Australia’s team of Dave Morris, Danielle Scott, Laura Peel and Samantha Wells finished two weeks training in Ruka, Finland, which included hours jumping on snow daily, before heading to China for back-to-back competitions on December 17 and 18, 2016, at China’s Beida Lake resort.
“We’ve been making the jumps bigger and better. We’re just going to work with doubles at the highest degree of difficulty, maxing out the scores,” Danielle said.
“Beida Lake is the first event and I want nice, clean jumps every round.”
With a start list that could number up to 35 women, going clean and making the final 12 will be a huge confidence booster for the Flying Kangaroos, none more so than 2015 World Champion, Laura Peel who is returning to competition after recovering from ankle surgery last season.
“Until Finland, it had been 620 days since I jumped on snow. It was a long rehab and the ankle handles snow better than the impact of the water jump,” a happy Laura said from China yesterday.
“I’ve come back well. It was hard work getting back physically – now it’s also about mentally getting in the swing of things. I’m excited about the weekend.”
Asked about her goal for the weekend, the experienced World Champion was straight to the point; “Land facing forwards.”
Last year was a breakthrough season for Newcastle’s Samantha Wells, who made her first podium with a silver in Deer Valley, USA and as far as Sam is concerned, the only way is up.
“Last year I became more consistent but there were areas of my jumping that weren’t receiving the scores. I spent the Australian winter working on the height and landing of my jumping. My form scores well, but I need more air,” Samantha explained.
“Carrying the basic elements of a quality jump with an increasing degree of difficulty is what I’m after. For me, it’s about focussing on executing the improvements that have been made.”
“Not great. Worst preparation ever. Ruka started well then I suffered a torn quad muscle, which affected my knee resulting in nearly two weeks off. I haven’t done any triples at all,” he said.
A philosophical Morris said the injury is not overly serious but has suppressed his natural ‘go-for-it’ approach to every event.
“In my career, I’ve got away without any major injuries. It’s my turn I guess.”
“I’d like to start the year off with a bang and do big tricks but realistically I have to get through these two events (in Beida Lake) with nice, safe doubles and build up through the season.”
“It’s a training event and we’ve solidified what I’ve got already. I can’t throw my body around,” the 32-year-old.

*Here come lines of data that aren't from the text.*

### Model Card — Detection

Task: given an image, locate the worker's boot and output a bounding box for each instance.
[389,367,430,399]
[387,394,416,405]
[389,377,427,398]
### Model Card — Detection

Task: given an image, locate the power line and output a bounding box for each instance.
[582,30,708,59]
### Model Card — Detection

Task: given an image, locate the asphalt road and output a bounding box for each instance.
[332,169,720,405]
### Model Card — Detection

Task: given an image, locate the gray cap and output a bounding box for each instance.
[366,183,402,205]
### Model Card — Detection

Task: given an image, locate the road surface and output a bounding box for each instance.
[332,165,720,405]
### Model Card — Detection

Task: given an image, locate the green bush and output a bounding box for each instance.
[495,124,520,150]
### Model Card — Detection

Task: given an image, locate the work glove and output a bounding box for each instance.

There will be more coming, not least because Morris will not be satisfied until he goes for five twists in an event.
“From earlier this year, I started really practising doing five twists on the snow to potentially do it at an Olympics. Everyone in the Super Final had five except me.”
“We’ve trained five properly this year and I’d like that in my back pocket.”
Morris took a year off after Sochi and says, “I would not be happy with my career if I didn’t do five twists and three flips – or at least try it.”
The competition for the podium will be stiff as the Chinese look to reassert their team having dipped from the high placements in the 2010-14 period to only one man in the top ten last season and one woman in the top five.
The top stories of last season were an Eastern European surge on the men’s side, and the second-straight US crystal globe on the ladies’. The Russian team is also one to watch out for.
Oleksandr Abramenko, a decade-long tour veteran found a newfound consistency to capture the first-ever Freestyle crystal globe of any kind for Ukraine, whilst American Ashley Caldwell improved from second-best in 2014/15 to win last season’s crystal globe - the second in a row for the young USA ladies team.
With seven podiums in 10 events over the past two seasons and a penchant for performing the most difficult jumps, Caldwell is the one to chase, but not without competition from Danielle Scott, who has been pipped by the American on the podium the past two years.
While less explosive than Caldwell, Scott’s clean technique and consistency puts her in a position to podium at nearly every event she enters. In the five seasons on the World Cup, Scott has only finished outside of the top-10 seven times.
From Beida Lake, the Aerials World Cup hits its US swing, first at historic Lake Placid just after the holidays and then on to the classic showdown in Deer Valley in early February.
As with all of the events under the FIS Freestyle Skiing umbrella (except for big air), the season truly ends for the top aerials athletes in the world at the 2017 Freestyle World Ski Championships in Sierra Nevada, Spain, in March.